Dan terakhir pada tahun 2019 dan juga 2020, Aceh mendapatkan Otonomi Khusus sebesar Rp. 8,4 Triliun, meningkat dibandingkan alokasi 2017 sampai dengan 2018 yang hanya sebesar Rp. 8 Triliun. Yang mana seharusnya dengan dana otonomi khusus yang sebesar itu dapat untuk mengurangi persentasi dari kemiskinan di Aceh, mengatasi kemiskinan dan juga mensejahterahkan masyarakat Aceh.

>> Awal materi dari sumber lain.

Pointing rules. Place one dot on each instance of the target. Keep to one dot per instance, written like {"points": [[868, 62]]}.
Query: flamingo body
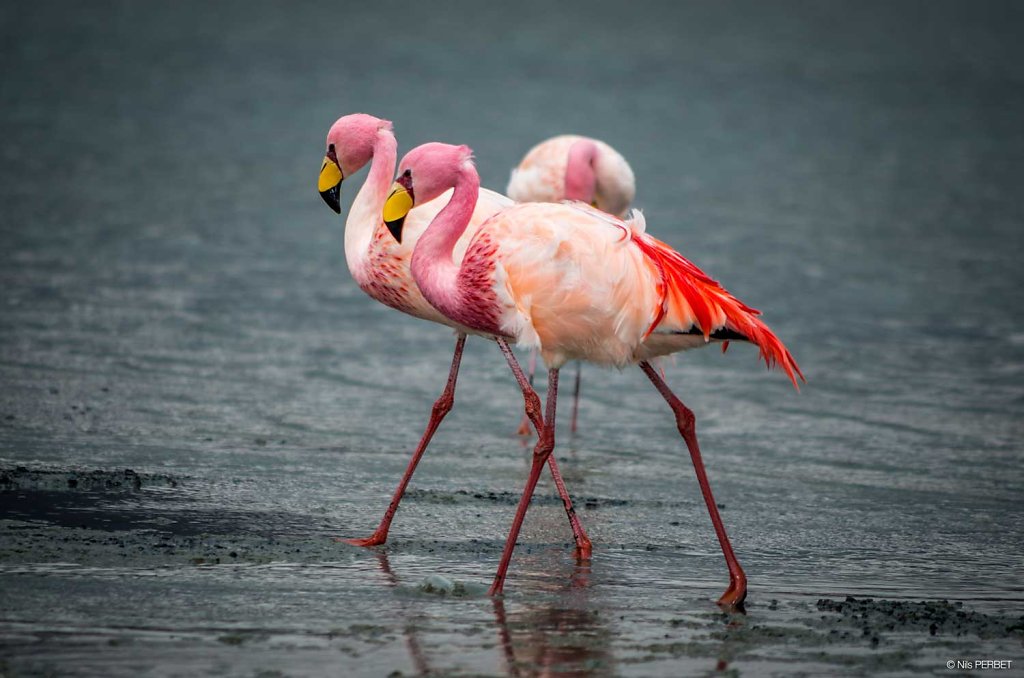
{"points": [[381, 266], [571, 281], [576, 284]]}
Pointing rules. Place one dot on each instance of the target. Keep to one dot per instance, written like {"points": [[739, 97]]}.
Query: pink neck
{"points": [[581, 182], [434, 270], [365, 214], [381, 171]]}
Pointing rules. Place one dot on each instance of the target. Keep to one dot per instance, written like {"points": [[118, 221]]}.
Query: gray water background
{"points": [[174, 300]]}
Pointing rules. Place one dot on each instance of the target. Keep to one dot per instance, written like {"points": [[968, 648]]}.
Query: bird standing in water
{"points": [[380, 266], [572, 167], [576, 284]]}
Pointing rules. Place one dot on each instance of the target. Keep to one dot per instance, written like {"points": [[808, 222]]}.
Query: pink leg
{"points": [[584, 546], [524, 423], [441, 407], [576, 396], [685, 421], [541, 455]]}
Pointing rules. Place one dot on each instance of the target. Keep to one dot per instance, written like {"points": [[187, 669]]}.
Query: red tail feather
{"points": [[683, 283]]}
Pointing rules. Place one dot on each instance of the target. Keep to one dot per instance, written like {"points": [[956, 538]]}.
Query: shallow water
{"points": [[175, 301]]}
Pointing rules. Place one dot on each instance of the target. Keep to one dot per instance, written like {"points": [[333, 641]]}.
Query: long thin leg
{"points": [[542, 453], [576, 396], [584, 546], [685, 421], [524, 423], [441, 407]]}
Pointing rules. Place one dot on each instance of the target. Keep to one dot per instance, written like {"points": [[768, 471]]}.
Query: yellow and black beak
{"points": [[330, 180], [398, 204]]}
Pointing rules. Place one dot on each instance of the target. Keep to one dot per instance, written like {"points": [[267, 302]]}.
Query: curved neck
{"points": [[581, 182], [365, 214], [433, 267]]}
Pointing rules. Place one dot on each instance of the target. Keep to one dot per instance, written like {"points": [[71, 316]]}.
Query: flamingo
{"points": [[380, 266], [576, 284], [572, 167]]}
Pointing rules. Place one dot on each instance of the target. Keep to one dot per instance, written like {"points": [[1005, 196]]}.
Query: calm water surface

Dana pembangunan di Aceh terbesarnya berasal dari dana Otonomi Khusus, dan juga 50% dari dana otonomi khusus pun digelontorkan oleh pemerintahan pusat. Seharusnya untuk mengurangi persentasi dari kemiskinan di Aceh, dapat dilakukan dengan berbagai hal untuk masyarakat Aceh itu sendiri.

Beberapa hal itu mungkin dapat dilakukan untuk pembiayaan prioritas, seperti halnya infrastruktur, pendidikan dan juga kesehatan masyarakat Aceh itu sendiri. Pengamatan dari KPPOD mengatakan bahwa dana dari otonomi khusus itu tidak digunakan sebagaimana seharusnya untuk mensejahterakan masyarakat, dan tidak melakukan beberapa hal yang di atas.

Untuk solusinya, seharusnya pemerintah Aceh mulai untuk menperhatikan bagian bagian mana saja yang henar-benar diperlukan untuk masyarakat, untuk kesejahteraan masyarakatnya itu sendiri. Memfokuskan dana otonomi khusus untuk hal-hal yang benar-benar diperlukan, pembiayaan prioritas yang mana didalam hal itu adalah infratruktur, pendidikan, dan juga kesehatan. Ketika sudah ada dana dari Otonomi Khusus itu, pemerintahan Aceh seharusnya sudah menyiapkan program untuk mengurangi kemiskinan yang ada di Aceh.

Sebagai salah satu yang seharusnya dilakukan oleh pemerintahan Aceh adalah menyediakan wadah untuk masyarakat Aceh dalam beberapa hal untuk memenuhi program dan juga mengurangi angka pengangguran yang ada di Aceh. Seperti halnya petani kopi yang ada di Aceh, seharusnya pemerintahan mewadahi mereka dengan berbagai macam hal, mulai dari pengolahan hingga hasil dari panen kopi tersebut.

Baca juga:

Selain untuk memenuhi program kerja dan menurunkan angka kemiskinan yang ada di Aceh, mewadahi petani Aceh juga membantu perkembangan perekonomian di Aceh itu sendiri.

Ketika sudah memiliki dana ataupun anggaran yang sudah disediakan dari Otonomi Khusus, ada baiknya untuk lebih difokuskan kepada masyarakat, tidak perlu melakukan pembangunan yang mungkin dapat dinilai sia-sia untuk pengeluaram dari otonomi khusus tersebut.

Oleh karena itu, diperlukan untuk memajukan Aceh dan juga menurunkan angka kemiskinan dengan beberapa program fokus bukan hanya masalah pembangunan saja, melainkan dapat dilakukan untuk kesejahteraan masyarakat yang lain, seperti petani, nelayan dan juga masyarakat lainnya yang membutuhkan wadah untuk dapat mengerjakan dan menghasilkan untuk mereka, dan untuk Aceh itu sendiri.